Encaja, pensó Liz. Era alguien capaz de moverse deprisa de ser necesario. Parecía de altura media, quizás un poco más de lo normal. Aparte de eso, nada. La imagen resultaba demasiado borrosa para obtener alguna información útil de la ropa, excepto que la parka se abotonaba a la derecha y que tenía un pequeño rectángulo verde oscuro en un hombro. Los de Investigación habían descubierto que ese rectángulo indicaba el punto donde habían arrancado una bandera alemana. Según ellos, ese modelo de parka se vendía en los mercadillos callejeros y las tiendas de excedentes militares de toda Europa. Menos seguros estaban sobre las botas de excursionista, y ya habían consultado con Timberland y otras marcas de calzado deportivo. Liz estaba segura que procedían de una firma con tiendas en medio mundo. Esa chica era una profesional y no les pondría las cosas fáciles.

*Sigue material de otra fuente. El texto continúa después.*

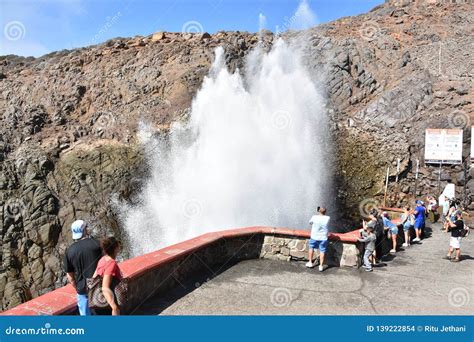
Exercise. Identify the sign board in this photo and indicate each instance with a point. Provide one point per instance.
(443, 146)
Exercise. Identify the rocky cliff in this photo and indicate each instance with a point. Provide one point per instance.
(69, 145)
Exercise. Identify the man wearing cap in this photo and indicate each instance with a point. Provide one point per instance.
(80, 262)
(420, 216)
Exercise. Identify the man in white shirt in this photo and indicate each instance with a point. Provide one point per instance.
(319, 237)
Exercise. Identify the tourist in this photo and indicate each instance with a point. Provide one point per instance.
(456, 229)
(379, 234)
(446, 208)
(108, 269)
(408, 221)
(319, 237)
(392, 229)
(420, 216)
(369, 239)
(80, 261)
(450, 218)
(432, 209)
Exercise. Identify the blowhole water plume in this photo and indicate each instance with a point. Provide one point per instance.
(253, 152)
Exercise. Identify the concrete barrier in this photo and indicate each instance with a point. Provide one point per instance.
(155, 273)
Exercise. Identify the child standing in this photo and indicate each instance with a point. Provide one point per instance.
(393, 231)
(368, 237)
(408, 220)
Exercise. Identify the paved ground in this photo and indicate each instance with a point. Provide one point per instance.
(415, 281)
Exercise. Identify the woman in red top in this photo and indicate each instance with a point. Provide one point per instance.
(110, 272)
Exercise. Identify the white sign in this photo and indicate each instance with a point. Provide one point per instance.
(443, 146)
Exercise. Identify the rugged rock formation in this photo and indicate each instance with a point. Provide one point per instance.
(68, 143)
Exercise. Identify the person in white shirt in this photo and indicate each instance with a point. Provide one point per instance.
(319, 237)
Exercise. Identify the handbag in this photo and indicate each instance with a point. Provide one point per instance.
(96, 297)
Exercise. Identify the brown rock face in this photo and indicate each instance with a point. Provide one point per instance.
(68, 143)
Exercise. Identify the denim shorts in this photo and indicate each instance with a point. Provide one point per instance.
(317, 244)
(419, 225)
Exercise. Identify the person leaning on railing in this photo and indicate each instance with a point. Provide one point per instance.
(108, 269)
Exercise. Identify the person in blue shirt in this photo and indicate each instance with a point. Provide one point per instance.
(393, 228)
(420, 216)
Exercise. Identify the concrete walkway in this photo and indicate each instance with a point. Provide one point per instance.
(415, 281)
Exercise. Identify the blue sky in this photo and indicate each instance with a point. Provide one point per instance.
(36, 27)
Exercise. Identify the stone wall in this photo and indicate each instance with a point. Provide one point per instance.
(203, 257)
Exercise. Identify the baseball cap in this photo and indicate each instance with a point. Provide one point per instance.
(78, 228)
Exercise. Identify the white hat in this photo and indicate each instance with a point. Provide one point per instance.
(78, 228)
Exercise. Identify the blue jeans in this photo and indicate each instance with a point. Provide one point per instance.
(83, 305)
(318, 244)
(367, 262)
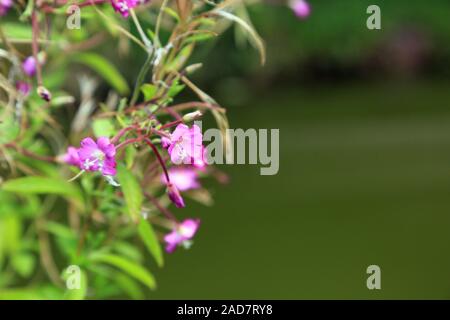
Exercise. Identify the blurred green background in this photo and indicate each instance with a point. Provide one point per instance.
(364, 119)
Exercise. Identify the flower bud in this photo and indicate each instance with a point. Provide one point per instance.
(44, 93)
(174, 196)
(188, 117)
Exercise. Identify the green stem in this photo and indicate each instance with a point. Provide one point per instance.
(140, 79)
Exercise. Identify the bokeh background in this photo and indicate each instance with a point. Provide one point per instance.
(364, 119)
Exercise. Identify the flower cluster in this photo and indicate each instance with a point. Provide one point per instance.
(124, 6)
(181, 235)
(93, 156)
(184, 146)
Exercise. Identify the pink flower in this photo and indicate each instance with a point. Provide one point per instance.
(181, 235)
(175, 196)
(183, 178)
(93, 156)
(72, 157)
(124, 6)
(29, 66)
(201, 162)
(301, 8)
(5, 5)
(24, 88)
(185, 145)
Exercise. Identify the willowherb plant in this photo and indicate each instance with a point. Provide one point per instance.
(85, 197)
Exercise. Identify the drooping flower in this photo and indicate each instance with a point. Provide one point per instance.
(29, 66)
(201, 162)
(123, 6)
(175, 196)
(185, 145)
(72, 157)
(24, 88)
(301, 8)
(93, 156)
(182, 234)
(5, 5)
(44, 93)
(184, 178)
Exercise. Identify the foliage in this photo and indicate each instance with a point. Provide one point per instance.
(52, 215)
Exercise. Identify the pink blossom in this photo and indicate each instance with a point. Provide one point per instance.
(175, 196)
(183, 178)
(93, 156)
(185, 145)
(301, 8)
(181, 234)
(201, 162)
(124, 6)
(5, 5)
(24, 88)
(29, 66)
(72, 157)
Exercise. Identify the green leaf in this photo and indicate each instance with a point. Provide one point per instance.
(104, 68)
(131, 268)
(44, 185)
(149, 91)
(150, 240)
(131, 191)
(254, 38)
(175, 89)
(103, 128)
(76, 293)
(17, 30)
(23, 263)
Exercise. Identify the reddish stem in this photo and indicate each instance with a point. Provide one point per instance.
(35, 47)
(155, 150)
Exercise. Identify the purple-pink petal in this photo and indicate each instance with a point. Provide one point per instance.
(29, 66)
(183, 178)
(301, 8)
(183, 232)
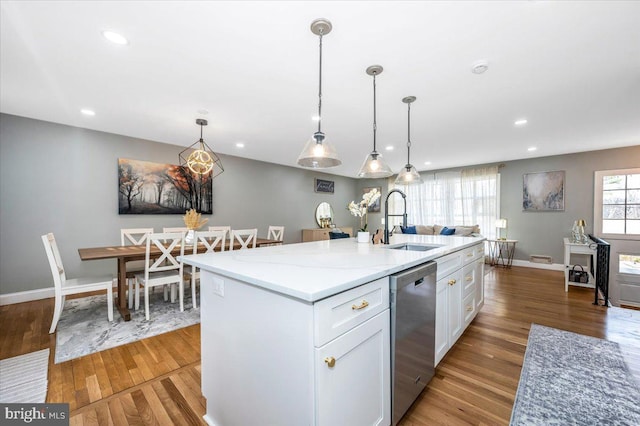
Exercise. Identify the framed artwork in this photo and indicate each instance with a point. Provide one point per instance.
(321, 185)
(543, 191)
(375, 207)
(155, 188)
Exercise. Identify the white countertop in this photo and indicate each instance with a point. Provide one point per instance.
(316, 270)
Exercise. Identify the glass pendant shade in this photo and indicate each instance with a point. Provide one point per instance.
(318, 153)
(374, 167)
(408, 176)
(199, 158)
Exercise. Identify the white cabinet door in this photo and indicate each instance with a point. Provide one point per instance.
(479, 283)
(454, 305)
(449, 313)
(442, 324)
(353, 379)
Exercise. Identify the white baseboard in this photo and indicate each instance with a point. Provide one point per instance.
(527, 264)
(26, 296)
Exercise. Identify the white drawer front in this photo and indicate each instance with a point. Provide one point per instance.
(448, 264)
(469, 254)
(469, 279)
(340, 313)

Consultó su reloj -faltaban diez minutos para las once- y apagó el portátil. Fuera del hotel hacía frío y un viento helado llevaba azotando las ventanas de la Temeraria toda la mañana, pero necesitaba caminar un rato. De momento, no podía hacer nada más. La descripción y el número de registro del Astra se habían repartido aquella mañana entre todas las fuerzas de seguridad del país, y el equipo de Whitten estaba registrando todos los garajes en cincuenta kilómetros a la redonda de Marsh Creake. ¿Habían visto aquel coche? ¿Alguien les había pagado una suma importante en efectivo durante las veinticuatro horas anteriores al asesinato de Ray Gunter?

Liz llamó un par de veces a Investigación para preguntar por la lista de pasajeros del Eurostar. El equipo estaba dirigido por Judith Spratt, reclutada hacía diez años al mismo tiempo que Liz.

– Nos llevará tiempo -le había dicho Judith-. El tren iba bastante lleno, y doscientos tres pasajeros eran mujeres.

– ¿Cuántas británicas? -preguntó Liz.

– Casi la mitad.

– De acuerdo. Claude Legendre recuerda concretamente a una británica veinteañera; y Lucy Wharmby, la mujer cuyo carnet de conducir robado está utilizando nuestra mujer, tiene veintitrés y es británica. Así que primero céntrate en las pasajeras entre diecisiete y treinta con pasaporte británico.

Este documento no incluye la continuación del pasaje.